In the DVD audio commentary of Martin Scorsese’s Casino, editor Thelma Schoonmaker noted that the movie was three hours but it’s a brisk three hours. It’s a movie with so much movement (particularly in its first act) and so many cuts to move with the voiceover, that the level of activity maintains audience interest for the entire story. This came to mind when I realized that yes, there are 23 songs here elapsing 51 minutes, but it’s a brisk hour, and much like a flowing, sprawling Scorsese film, one can get swept up to the point that you aren’t noticing how many cuts there are anyway. However, also like Casino, by the time you’re nearing the end, you’re getting sort of tired and a bit relieved when Nicky gets his head bashed in with a baseball bat while later appreciating the callback to the beginning (no, I’m not going to warn you about spoiling a 21-year-old movie).

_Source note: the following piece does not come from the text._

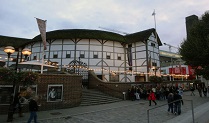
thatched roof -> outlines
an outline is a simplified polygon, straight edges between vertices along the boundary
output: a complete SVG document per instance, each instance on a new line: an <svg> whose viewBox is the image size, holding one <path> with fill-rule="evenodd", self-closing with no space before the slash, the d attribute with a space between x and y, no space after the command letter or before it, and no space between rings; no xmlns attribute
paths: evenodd
<svg viewBox="0 0 209 123"><path fill-rule="evenodd" d="M98 39L98 40L111 40L118 41L121 43L133 43L147 40L150 35L154 33L155 29L148 29L141 32L120 35L113 32L101 31L101 30L87 30L87 29L65 29L55 30L46 33L47 40L50 39ZM158 44L161 46L162 43L157 35ZM41 36L38 35L33 39L16 38L8 36L0 36L0 47L13 46L15 48L22 47L31 42L41 41Z"/></svg>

All of this is to say this is a rather outsized album. There are so many ideas here, often rapidly played through at a frenetic pace, never wearing out their welcome on their own but at times in album form seeming as if one were drinking water from a fire hydrant; this, however, doesn’t make the water any less cool. “A Fan’s Mail (Tron Song Suite II)” is a clever inversion of 2013’s “Tron Song”. “Blackkk” is a fusion call to action straight from the soul of Return to Forever. And the placement of the single’s that led to this release — the yacht rock jam “Show You The Way” featuring Michael McDonald and Kenny Loggins, the Isley Brothers cribbing “Them Changes” off last year’s Where The Giants Roam EP, and what’s certainly a club banger “Friend Zone” — fit perfectly in the layout of this sprawling work. There are a lot of songs here and many of them indeed are the jam, but such a work feels overstuffed, like avoiding dinner by eating all the well-crafted hors d’oeuvres at a cocktail party.
Nevertheless, this a Thundercat album. People are leaping at this no matter what I say, and in Bruner’s body of work, this is the next logical step to a certain degree. He’s galavanting across the globe; he’s still finding center; clearly through his lyricism, his heart is on his sleeve as much as his energy is flowing from his fingers. It’s hard to say if this would be a more refined album with half the songs and a third of the length. It’s hard to say if that would interfere with the idea that when one is drunk, and trying to find center, that the impossibility of finding a hold of everything isn’t meant to be part of the experience. That’s part of being drunk, and thus part of Thundercat’s Drunk— doing the most.
Drunk, the third album from bassist Stephen “Thundercat” Bruner, is out now on Brainfeeder.